Des recoupements d’informations indiquent que les insurgés du Front de Libération de l’Azawad (FLA) ont établi un axe stratégique reliant la Libye au nord du Mali, via le Niger, afin d’organiser leur récente campagne militaire.
Le Fezzan et Oubari : des bastions logistiques
Au cœur de ce dispositif se trouve la région du Fezzan, une zone traditionnellement perméable du sud libyen. Les infrastructures rebelles se seraient concentrées à proximité de la localité d’Oubari. Bien plus qu’un simple refuge, cette zone aurait servi de point de départ, de centre de commandement opérationnel et de pôle d’approvisionnement pour les combattants du FLA. C’est depuis ce sanctuaire que le mouvement a planifié les opérations militaires qui ébranlent actuellement le nord du Mali.

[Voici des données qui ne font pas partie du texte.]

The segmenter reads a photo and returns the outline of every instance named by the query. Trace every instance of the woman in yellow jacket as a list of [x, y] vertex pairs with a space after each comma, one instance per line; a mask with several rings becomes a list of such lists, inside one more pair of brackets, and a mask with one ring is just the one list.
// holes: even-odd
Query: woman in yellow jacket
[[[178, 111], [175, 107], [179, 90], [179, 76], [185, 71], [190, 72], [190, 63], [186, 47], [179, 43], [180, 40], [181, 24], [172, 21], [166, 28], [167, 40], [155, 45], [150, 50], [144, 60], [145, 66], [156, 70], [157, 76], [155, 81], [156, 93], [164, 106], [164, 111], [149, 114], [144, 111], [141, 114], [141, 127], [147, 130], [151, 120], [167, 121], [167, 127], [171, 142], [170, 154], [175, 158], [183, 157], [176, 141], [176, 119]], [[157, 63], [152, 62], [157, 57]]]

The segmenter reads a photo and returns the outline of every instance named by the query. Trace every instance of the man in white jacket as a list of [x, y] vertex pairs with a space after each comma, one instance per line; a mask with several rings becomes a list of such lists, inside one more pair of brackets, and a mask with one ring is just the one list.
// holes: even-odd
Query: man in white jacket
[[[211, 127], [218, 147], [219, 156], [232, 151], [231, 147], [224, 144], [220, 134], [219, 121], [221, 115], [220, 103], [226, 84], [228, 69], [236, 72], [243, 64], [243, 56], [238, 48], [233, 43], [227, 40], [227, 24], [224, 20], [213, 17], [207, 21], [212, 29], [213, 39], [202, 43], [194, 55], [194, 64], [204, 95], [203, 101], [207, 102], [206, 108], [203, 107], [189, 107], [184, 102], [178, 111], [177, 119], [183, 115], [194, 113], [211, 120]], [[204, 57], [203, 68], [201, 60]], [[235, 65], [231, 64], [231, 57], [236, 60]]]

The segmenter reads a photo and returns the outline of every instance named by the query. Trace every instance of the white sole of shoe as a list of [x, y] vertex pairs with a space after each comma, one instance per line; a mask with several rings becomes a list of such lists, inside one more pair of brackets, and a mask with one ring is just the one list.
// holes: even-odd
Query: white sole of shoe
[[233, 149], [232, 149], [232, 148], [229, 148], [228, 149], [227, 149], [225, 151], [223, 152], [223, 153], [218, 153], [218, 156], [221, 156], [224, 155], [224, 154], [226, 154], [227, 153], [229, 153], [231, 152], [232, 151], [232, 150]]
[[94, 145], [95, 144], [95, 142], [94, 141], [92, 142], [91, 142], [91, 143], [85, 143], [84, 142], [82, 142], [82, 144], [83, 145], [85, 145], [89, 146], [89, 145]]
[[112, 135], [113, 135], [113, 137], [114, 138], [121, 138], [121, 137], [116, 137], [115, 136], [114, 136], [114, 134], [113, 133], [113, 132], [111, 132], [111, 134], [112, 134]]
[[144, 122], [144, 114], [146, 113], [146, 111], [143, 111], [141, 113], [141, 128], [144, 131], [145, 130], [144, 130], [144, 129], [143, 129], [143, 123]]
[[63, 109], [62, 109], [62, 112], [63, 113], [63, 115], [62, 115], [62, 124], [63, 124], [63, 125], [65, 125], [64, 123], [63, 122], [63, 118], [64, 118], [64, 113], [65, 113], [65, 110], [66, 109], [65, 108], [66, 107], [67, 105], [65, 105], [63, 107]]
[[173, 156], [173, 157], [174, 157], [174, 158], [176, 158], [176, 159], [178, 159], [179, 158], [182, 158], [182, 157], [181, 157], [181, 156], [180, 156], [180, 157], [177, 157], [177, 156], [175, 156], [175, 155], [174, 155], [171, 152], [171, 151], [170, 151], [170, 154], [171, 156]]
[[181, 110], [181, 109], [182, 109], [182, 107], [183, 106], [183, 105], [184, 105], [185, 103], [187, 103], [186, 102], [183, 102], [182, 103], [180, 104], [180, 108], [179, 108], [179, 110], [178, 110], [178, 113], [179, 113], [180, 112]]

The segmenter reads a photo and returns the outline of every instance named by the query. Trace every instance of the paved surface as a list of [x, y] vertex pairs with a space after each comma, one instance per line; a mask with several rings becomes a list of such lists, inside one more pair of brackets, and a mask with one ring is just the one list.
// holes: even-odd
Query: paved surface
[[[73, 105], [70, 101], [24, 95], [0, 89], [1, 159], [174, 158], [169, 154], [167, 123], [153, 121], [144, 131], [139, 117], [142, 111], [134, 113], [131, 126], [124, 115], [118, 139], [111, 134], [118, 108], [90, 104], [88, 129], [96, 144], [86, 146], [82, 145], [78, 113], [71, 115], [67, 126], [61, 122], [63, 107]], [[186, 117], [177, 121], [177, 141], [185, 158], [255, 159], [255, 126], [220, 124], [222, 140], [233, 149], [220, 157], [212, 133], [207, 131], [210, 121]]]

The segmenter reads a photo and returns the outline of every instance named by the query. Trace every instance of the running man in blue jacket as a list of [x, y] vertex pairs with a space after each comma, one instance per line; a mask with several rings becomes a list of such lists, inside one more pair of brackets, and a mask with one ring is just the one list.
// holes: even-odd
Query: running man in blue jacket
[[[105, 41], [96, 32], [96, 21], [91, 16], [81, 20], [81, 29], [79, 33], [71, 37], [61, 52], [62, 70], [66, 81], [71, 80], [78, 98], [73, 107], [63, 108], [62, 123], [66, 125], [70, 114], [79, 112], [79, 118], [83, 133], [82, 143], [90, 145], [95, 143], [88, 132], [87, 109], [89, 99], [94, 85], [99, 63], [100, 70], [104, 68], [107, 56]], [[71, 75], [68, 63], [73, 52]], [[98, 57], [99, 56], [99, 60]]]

La « passe de Salvador », artère des trafics
Pour projeter leurs forces et leur matériel vers le théâtre d’opérations malien, les rebelles utilisent un axe transfrontalier d’une importance capitale. Ce corridor trace une ligne ininterrompue reliant le sud de la Libye au nord du Mali, en traversant intégralement le territoire nigérien. L’élément clé de cet itinéraire est la célèbre « passe de Salvador ». Située à l’extrême nord du Niger, ce carrefour désertique est reconnu comme une zone de transit prisée par les groupes terroristes ainsi que par les réseaux de trafic d’armes et de drogue. Dans le cadre de cette offensive, la passe facilite le flux de trois éléments essentiels : le matériel militaire (armes, munitions et logistique), le carburant ressource cruciale pour la mobilité des colonnes de pick-up dans le désert, et les déplacements de combattants, qui empruntent cette voie pour gagner le front avant de se replier en territoire libyen à l’issue des affrontements.
Le Niger, passage obligé sous conditions
L’utilisation de ce corridor met en lumière la complexité des alliances transfrontalières. La portion nigérienne de cet axe étant contrôlée par divers groupes armés locaux, le FLA n’a pu agir de manière unilatérale. Pour faire transiter ses troupes et ses convois de ravitaillement, la rébellion touarègue a dû négocier des droits de passage et obtenir l’aval de ces acteurs qui verrouillent le nord du Niger. Ce compromis logistique démontre que la réussite des offensives au Sahel repose désormais sur des accords pragmatiques entre factions armées interconnectées à l’échelle régionale. Alors que la bataille pour le contrôle du nord du Mali s’intensifie, ces éléments confirment la dimension profondément régionale du conflit, où l’instabilité libyenne continue d’exporter ses effets sur les foyers de tension sahéliens.